Fino a che punto non possiamo scegliere come stare?
Capita spesso, ascoltando le persone, di sentire la stessa frase: “questa cosa mi fa arrabbiare”; “lui/lei mi fa arrabbiare”. Molto più raramente capita di sentire “mi sento/mi sono arrabbiato/a”. La gestione emotiva si sviluppa sin dall’infanzia, tramite il rapporto con le figure di accudimento e caratterizza in modo sostanziale il modo in cui andremo a relazionarci con le altre persone. La capacità di controllare e gestire le proprie emozioni, tra cui la rabbia, presuppone anzitutto la possibilità di riconoscerle, ovvero riconoscere e accettare che stanno facendo parte di noi, sono nostre, le stiamo provando proprio noi.

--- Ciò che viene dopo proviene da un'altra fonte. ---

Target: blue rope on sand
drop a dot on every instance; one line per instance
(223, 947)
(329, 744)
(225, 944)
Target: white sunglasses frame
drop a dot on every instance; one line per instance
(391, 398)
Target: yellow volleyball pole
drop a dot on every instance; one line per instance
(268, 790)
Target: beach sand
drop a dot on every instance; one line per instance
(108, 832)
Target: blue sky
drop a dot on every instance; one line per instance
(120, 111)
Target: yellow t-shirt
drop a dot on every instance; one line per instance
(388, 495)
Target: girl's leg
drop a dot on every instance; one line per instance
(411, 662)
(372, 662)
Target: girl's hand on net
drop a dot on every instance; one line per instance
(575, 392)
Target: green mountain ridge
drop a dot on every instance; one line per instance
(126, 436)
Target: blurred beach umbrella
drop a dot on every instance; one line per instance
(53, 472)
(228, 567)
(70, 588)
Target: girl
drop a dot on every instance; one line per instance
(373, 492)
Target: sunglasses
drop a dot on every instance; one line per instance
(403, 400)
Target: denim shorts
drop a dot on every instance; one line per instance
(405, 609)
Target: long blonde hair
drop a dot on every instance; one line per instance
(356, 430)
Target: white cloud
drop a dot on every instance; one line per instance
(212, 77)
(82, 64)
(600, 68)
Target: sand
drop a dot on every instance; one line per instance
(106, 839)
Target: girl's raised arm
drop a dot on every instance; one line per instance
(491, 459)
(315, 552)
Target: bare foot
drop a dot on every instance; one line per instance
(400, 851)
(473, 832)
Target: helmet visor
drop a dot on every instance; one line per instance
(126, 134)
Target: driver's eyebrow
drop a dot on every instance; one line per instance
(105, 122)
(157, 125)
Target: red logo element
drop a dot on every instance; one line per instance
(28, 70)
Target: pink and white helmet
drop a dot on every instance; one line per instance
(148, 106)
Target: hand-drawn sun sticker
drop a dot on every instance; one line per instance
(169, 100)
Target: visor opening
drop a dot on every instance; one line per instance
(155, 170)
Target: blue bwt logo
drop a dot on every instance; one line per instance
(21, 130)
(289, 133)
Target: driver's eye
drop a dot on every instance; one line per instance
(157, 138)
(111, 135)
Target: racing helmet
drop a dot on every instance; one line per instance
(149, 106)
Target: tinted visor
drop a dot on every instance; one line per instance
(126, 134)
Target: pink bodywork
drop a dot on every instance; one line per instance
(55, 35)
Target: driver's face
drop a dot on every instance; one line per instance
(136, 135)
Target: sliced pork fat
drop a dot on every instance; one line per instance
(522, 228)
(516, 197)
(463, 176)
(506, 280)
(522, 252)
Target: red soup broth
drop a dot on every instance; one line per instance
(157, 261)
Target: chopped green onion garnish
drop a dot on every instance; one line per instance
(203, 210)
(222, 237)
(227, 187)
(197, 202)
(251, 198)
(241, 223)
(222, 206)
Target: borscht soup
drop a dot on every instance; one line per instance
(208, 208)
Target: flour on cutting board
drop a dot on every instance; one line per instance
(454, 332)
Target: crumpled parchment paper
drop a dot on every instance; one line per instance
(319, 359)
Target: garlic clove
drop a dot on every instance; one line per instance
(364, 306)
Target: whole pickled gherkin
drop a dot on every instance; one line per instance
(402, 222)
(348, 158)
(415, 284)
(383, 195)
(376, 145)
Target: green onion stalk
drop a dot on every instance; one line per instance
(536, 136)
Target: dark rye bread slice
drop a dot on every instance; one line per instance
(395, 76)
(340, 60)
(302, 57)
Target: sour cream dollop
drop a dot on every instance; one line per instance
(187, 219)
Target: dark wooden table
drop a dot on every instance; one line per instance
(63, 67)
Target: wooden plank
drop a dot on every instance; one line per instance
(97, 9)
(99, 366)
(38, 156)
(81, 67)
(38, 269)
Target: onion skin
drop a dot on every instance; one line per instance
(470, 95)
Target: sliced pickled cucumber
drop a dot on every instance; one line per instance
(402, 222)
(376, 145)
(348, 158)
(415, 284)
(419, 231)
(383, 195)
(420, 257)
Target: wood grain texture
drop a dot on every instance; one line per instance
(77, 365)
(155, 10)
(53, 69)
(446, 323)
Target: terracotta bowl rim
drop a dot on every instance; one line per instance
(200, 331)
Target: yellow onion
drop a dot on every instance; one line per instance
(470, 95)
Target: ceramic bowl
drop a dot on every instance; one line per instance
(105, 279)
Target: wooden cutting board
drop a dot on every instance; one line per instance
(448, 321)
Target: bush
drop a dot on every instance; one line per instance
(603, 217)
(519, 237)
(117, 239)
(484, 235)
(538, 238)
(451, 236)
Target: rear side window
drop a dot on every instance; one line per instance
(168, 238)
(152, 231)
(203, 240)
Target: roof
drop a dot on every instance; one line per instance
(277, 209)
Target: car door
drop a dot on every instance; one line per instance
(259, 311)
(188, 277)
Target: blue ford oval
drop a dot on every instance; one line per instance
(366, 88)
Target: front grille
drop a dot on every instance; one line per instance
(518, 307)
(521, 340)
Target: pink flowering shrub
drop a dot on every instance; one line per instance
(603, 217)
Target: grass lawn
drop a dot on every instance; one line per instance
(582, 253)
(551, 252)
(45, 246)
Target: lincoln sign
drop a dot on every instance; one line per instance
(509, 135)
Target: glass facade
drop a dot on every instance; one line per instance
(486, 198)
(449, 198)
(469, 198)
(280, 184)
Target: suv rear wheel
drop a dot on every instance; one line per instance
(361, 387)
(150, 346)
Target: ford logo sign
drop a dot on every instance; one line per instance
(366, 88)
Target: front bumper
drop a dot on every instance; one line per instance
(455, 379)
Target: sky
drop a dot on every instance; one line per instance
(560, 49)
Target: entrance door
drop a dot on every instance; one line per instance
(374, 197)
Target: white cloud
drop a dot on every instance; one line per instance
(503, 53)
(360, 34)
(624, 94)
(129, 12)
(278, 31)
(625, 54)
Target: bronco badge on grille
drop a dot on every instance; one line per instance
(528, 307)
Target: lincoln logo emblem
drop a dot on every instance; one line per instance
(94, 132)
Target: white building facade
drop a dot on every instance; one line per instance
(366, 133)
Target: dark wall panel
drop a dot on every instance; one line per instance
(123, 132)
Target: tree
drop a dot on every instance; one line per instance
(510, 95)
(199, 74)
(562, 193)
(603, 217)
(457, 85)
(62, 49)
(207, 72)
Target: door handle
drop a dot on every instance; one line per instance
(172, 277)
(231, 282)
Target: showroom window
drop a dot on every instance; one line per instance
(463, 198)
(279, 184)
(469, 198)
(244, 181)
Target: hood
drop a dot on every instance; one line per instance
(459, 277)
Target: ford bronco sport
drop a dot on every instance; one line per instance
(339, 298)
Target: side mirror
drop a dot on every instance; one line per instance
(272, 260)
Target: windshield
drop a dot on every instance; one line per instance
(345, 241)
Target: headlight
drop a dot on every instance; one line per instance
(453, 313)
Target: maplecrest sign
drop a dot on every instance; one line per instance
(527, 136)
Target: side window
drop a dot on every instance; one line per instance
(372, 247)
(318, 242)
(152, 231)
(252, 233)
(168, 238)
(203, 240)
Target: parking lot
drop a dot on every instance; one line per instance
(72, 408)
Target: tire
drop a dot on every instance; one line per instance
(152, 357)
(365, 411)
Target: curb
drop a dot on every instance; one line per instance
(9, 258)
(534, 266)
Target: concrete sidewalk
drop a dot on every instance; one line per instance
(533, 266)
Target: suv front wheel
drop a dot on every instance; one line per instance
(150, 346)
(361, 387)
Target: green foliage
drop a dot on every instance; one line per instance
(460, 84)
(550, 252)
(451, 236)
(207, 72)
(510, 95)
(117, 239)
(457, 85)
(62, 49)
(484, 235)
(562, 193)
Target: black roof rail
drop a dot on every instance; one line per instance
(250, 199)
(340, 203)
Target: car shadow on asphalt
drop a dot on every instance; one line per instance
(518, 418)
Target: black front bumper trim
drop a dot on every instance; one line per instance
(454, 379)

Questo passo, seppur banale, è estremamente difficile, poiché presuppone a sua volta ammettere che qualcosa, o qualcuno, stia toccando in qualche modo una parte di noi evidentemente sensibile e fragile.

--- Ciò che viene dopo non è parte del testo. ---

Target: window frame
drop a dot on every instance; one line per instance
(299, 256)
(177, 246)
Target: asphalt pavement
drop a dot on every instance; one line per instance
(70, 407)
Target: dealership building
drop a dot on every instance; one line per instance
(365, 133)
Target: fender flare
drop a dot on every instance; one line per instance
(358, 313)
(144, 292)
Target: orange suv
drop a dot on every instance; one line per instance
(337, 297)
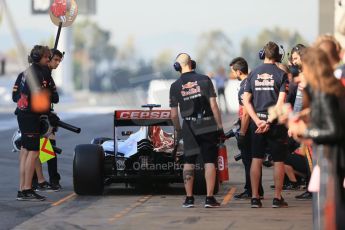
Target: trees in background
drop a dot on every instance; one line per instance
(250, 47)
(101, 66)
(214, 50)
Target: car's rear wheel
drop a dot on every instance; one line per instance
(88, 169)
(199, 187)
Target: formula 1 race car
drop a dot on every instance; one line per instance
(142, 152)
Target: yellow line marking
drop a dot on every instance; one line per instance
(124, 212)
(229, 196)
(63, 199)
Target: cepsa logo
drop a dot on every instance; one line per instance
(140, 114)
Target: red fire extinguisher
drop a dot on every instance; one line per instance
(223, 163)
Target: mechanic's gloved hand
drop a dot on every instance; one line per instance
(221, 135)
(241, 141)
(178, 136)
(53, 119)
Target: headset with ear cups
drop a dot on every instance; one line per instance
(280, 56)
(35, 54)
(177, 66)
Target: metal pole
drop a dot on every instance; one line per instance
(57, 36)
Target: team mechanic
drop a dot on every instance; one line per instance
(202, 125)
(28, 120)
(54, 176)
(239, 69)
(267, 85)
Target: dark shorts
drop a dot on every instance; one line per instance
(29, 125)
(274, 142)
(200, 139)
(297, 162)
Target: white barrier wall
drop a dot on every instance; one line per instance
(158, 93)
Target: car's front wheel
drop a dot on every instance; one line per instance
(88, 169)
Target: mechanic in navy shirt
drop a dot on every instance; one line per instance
(195, 95)
(267, 85)
(239, 69)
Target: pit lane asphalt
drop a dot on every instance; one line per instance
(126, 208)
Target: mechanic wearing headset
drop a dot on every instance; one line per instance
(28, 120)
(267, 85)
(202, 125)
(54, 176)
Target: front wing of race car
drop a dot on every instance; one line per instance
(143, 151)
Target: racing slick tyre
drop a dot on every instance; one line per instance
(199, 187)
(100, 140)
(88, 169)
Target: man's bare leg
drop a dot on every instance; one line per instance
(188, 178)
(22, 159)
(39, 171)
(210, 177)
(278, 178)
(255, 174)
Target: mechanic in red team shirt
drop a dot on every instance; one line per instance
(202, 125)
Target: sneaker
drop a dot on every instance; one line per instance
(30, 195)
(255, 203)
(211, 202)
(242, 196)
(189, 202)
(305, 196)
(291, 186)
(44, 187)
(55, 187)
(279, 203)
(20, 195)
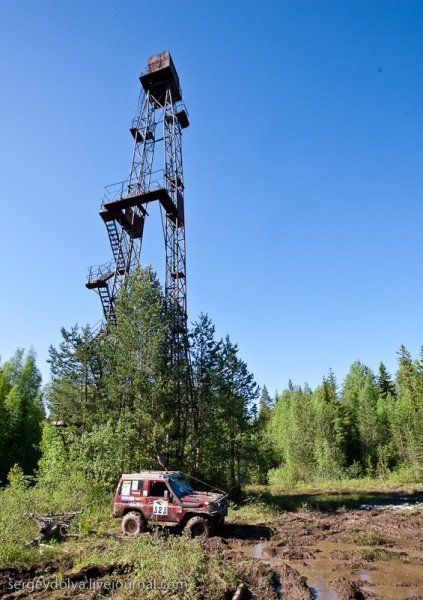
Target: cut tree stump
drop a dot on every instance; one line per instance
(51, 527)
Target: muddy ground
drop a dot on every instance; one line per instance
(357, 554)
(333, 554)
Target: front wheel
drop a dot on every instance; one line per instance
(198, 527)
(133, 523)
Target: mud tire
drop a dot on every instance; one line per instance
(219, 524)
(133, 523)
(198, 527)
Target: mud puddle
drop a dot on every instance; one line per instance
(344, 556)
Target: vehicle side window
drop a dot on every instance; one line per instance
(131, 487)
(158, 488)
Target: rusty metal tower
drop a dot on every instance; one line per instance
(156, 129)
(156, 174)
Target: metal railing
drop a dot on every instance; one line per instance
(98, 272)
(126, 189)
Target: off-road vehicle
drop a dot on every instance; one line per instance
(167, 497)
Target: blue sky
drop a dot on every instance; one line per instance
(302, 167)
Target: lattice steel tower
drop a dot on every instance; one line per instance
(155, 174)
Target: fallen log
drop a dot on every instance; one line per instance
(53, 526)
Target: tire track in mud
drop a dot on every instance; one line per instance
(356, 555)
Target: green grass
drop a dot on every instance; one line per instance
(153, 557)
(364, 537)
(327, 496)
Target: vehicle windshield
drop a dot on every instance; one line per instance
(181, 486)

Significa di fatto accettare che per noi QUELLA COSA è importante.
Allora molto spesso la via più facile sembra quella di giustificare le nostre emozioni con i comportamenti e gli atteggiamenti degli altri, addossando di fatto a loro la colpa di ciò che stiamo provando. La frase “quello che hai fatto mi ha fatto arrabbiare” diventa un atto di deresponsabilizzazione: “è colpa tua se mi sono arrabbiato”. Di fatto però, significa anche dire, implicitamente: “la mia emozione dipende da te, non da me” e questo si ripercuote sulla possibilità di controllare la rabbia, poiché sembra provenire dall’esterno, piuttosto che da una nostra visione delle cose.

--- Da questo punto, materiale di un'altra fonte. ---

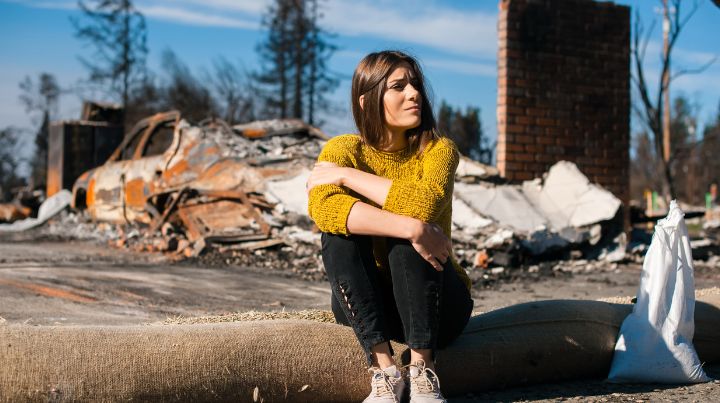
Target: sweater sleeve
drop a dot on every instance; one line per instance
(330, 205)
(426, 198)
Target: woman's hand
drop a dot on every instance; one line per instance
(432, 244)
(325, 173)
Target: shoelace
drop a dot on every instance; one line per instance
(422, 381)
(383, 385)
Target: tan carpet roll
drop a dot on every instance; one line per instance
(526, 343)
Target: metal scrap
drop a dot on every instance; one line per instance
(209, 183)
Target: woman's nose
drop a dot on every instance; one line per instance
(411, 92)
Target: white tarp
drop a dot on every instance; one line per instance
(566, 199)
(50, 207)
(504, 204)
(290, 193)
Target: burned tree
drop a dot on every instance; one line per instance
(465, 129)
(295, 76)
(10, 178)
(117, 32)
(40, 100)
(654, 113)
(233, 91)
(184, 92)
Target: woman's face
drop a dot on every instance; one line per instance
(402, 100)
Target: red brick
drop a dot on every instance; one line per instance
(545, 140)
(514, 147)
(535, 112)
(545, 122)
(523, 120)
(525, 139)
(534, 148)
(523, 157)
(515, 129)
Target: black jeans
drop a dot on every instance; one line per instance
(416, 305)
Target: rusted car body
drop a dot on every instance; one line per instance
(166, 167)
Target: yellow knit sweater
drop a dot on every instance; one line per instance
(422, 187)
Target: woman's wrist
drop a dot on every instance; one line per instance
(344, 173)
(413, 228)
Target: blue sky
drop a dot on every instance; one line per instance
(456, 42)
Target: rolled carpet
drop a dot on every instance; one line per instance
(300, 360)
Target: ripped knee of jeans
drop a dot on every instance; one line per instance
(345, 295)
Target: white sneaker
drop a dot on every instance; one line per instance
(386, 387)
(424, 384)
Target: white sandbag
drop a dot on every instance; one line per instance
(655, 340)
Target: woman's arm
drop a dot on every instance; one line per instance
(423, 199)
(371, 186)
(427, 239)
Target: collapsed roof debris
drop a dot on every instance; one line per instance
(236, 195)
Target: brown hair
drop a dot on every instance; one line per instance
(370, 79)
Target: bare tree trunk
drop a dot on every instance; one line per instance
(666, 85)
(298, 36)
(313, 62)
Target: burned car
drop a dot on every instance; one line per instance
(207, 178)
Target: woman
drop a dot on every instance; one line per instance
(383, 202)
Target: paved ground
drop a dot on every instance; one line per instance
(82, 283)
(49, 283)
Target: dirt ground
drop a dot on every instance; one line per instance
(46, 282)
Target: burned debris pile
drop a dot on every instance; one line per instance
(236, 196)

Ciò dipende dalla difficoltà di guardare la nostra emozione come il risultato del modo in cui noi stiamo percependo quell’evento, non dipendente solo dagli altri. Capire che quella emozione appartiene a noi e nasce da noi, aumenta la possibilità di gestirla e controllarla, poiché toglie all’altro il potere del determinarla.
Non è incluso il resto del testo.